29. In his psychiatric report of 7.3.23, Dr Junaid states as follows:
“62. I completely agree with the conclusions Surrinder Kaur came to in her report.
“The support Mrs Kaur receives presently from within her own family environment is beneficial, appropriate and sensitive to her cultural needs and wishes. This helps promote, and has an impact on, Mrs Kaur’s mental and psychological well-being and gives a stable environment which is of great value during her low moods.
In my professional opinion if she were to return to India, she would find daily living impossible. Mrs Kaur has been cared for by her daughter and family. She would suffer unnecessary stress and anxiety regarding her emotional care with low moods and leading to the increased feeling regarding the futility of life and enhance the deterioration of her mental, physical and psychological health if she was to lose that support.”
63. Mrs Kaur’s declining emotional and mental health wellbeing, confidence and physical health, and the quality of family life, will also have a substantial impact on her ability to cope as she becomes increasingly frail.
64. As a result of her progressive cognitive impairment caused by the dementia, Mrs Kaur is not able to identify her own health needs, seek appropriate healthcare or independently follow advice from her doctors. For all these tasks she would be dependent on her family or care giver to access health care and follow directions.”

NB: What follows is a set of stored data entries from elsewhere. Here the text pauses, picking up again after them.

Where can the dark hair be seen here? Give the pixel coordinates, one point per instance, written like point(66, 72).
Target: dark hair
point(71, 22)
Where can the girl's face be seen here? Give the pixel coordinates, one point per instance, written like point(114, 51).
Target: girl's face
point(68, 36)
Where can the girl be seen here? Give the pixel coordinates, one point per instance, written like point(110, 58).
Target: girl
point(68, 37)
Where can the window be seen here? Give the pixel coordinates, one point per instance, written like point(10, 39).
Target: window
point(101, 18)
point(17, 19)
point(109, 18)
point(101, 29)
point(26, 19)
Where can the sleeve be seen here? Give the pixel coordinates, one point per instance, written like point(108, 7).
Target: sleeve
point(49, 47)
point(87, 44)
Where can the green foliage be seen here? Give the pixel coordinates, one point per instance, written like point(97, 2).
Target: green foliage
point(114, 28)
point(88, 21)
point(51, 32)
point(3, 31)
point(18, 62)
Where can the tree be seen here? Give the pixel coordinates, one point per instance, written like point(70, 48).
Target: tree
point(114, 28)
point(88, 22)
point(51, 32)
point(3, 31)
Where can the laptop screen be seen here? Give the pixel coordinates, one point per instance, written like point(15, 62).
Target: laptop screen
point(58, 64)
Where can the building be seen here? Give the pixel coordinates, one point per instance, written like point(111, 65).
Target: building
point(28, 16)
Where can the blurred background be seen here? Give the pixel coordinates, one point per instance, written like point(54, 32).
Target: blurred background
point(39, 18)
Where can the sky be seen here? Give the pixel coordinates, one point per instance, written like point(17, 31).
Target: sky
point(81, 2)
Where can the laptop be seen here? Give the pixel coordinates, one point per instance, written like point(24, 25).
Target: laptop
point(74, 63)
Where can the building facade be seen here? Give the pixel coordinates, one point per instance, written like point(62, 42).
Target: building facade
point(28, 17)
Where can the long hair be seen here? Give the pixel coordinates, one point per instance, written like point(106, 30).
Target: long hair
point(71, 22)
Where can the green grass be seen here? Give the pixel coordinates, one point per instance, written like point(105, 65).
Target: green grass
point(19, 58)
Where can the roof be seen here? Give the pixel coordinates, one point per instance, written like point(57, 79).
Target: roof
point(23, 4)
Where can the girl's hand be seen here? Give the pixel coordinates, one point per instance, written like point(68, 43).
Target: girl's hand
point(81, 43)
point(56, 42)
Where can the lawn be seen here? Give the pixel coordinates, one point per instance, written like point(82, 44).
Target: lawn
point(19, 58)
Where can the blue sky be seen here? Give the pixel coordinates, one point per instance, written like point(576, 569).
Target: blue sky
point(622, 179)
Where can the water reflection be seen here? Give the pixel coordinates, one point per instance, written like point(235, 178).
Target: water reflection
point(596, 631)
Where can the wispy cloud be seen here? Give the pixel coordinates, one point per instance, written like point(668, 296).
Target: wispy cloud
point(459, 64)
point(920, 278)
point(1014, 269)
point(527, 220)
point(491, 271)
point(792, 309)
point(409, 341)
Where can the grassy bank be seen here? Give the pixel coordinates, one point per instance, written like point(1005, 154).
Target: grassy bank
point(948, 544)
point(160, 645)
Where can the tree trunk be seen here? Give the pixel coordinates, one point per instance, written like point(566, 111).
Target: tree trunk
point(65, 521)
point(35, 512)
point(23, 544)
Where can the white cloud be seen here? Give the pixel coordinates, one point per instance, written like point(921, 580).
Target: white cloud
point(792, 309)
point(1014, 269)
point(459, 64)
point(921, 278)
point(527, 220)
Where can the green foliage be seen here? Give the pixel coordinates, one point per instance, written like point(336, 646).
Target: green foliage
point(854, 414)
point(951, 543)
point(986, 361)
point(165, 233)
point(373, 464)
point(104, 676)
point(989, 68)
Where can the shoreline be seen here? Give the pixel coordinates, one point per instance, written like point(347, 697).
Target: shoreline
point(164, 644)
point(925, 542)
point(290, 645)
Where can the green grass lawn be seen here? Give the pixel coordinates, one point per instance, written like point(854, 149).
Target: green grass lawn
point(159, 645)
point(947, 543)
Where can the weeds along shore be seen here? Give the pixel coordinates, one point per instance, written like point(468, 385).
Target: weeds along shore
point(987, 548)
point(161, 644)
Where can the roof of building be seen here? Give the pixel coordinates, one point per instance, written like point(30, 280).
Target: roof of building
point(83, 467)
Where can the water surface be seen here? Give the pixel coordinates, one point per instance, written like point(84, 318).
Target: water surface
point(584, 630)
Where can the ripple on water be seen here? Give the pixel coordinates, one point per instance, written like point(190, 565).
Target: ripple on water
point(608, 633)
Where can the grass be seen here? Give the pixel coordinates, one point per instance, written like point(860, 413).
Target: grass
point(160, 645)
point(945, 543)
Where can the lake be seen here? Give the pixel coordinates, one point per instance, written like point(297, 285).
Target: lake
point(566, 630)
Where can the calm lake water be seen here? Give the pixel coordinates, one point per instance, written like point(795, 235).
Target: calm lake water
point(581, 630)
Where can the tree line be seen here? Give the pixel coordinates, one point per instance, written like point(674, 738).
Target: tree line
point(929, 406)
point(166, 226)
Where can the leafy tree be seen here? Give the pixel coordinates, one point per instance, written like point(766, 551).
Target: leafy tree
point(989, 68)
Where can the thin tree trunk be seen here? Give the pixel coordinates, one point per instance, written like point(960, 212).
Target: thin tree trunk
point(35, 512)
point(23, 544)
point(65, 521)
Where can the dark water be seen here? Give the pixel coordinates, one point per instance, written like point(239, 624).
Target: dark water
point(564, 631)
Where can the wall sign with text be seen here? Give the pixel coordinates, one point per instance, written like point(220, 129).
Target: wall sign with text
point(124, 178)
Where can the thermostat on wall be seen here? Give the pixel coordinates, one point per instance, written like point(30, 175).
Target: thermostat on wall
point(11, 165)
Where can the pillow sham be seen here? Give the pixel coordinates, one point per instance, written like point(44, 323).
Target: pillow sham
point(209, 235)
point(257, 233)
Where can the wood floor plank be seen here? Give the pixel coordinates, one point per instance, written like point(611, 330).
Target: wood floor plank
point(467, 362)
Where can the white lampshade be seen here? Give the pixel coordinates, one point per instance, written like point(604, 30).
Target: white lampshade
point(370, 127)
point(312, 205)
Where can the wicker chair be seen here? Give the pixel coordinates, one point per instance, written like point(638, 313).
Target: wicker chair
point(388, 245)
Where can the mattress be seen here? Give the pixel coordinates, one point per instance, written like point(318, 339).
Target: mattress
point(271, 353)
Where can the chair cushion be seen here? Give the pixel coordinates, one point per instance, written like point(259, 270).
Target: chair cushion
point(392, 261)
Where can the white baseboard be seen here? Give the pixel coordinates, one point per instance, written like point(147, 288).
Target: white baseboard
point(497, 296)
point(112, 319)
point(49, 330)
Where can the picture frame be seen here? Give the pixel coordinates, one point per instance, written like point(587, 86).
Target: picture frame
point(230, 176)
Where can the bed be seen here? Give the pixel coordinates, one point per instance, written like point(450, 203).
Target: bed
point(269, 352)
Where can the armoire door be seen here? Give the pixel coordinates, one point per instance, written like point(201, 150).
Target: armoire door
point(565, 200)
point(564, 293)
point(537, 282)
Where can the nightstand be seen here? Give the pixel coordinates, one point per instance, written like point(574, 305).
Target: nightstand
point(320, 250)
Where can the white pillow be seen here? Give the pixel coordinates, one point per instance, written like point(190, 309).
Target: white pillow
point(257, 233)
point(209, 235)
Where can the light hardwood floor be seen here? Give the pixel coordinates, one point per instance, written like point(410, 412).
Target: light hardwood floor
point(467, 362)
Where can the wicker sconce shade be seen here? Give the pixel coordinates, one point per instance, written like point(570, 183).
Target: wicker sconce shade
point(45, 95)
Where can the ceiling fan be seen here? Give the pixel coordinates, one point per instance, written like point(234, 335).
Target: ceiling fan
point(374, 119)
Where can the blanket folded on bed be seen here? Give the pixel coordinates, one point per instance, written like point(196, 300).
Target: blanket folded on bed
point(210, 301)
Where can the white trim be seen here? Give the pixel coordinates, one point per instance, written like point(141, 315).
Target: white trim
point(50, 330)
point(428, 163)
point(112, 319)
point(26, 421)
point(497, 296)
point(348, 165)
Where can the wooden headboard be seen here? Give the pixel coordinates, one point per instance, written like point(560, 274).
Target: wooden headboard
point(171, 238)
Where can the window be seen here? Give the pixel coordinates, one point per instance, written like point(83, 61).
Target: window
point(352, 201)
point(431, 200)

30. Whilst I fully accept that the Appellant is an “insider” in terms of understanding how Indian society works, I find that her severe cognitive impairment and dementia diagnosis does operate to adversely impact on her capacity to participate in her life as it was previously and to operate on a day to day basis, not least as she is no longer able to care for herself. I do find that this constitutes a very significant obstacle to her integration in India at this point in time. I find that, even with a carer in her own home or being placed in a care home, the position would remain the same and would, in fact, deteriorate given that dementia is a progressive disease, as she would be unable to engage with her former neighbours and friends so as to enjoy private life of any substance and would be unable to form new connections and relationships. Consequently, I find that the requirements of paragraph 276ADE(vi) of the Immigration Rules are met.
31. Since I have found that the requirements of paragraph 276ADE(vi) of the Rules (now Appendix Private Life) are met, that is positively determinative of the appeal cf. TZ (Pakistan) [2018] EWCA Civ 1109 at [34].
Notice of Decision
32. The appeal is allowed on human rights grounds.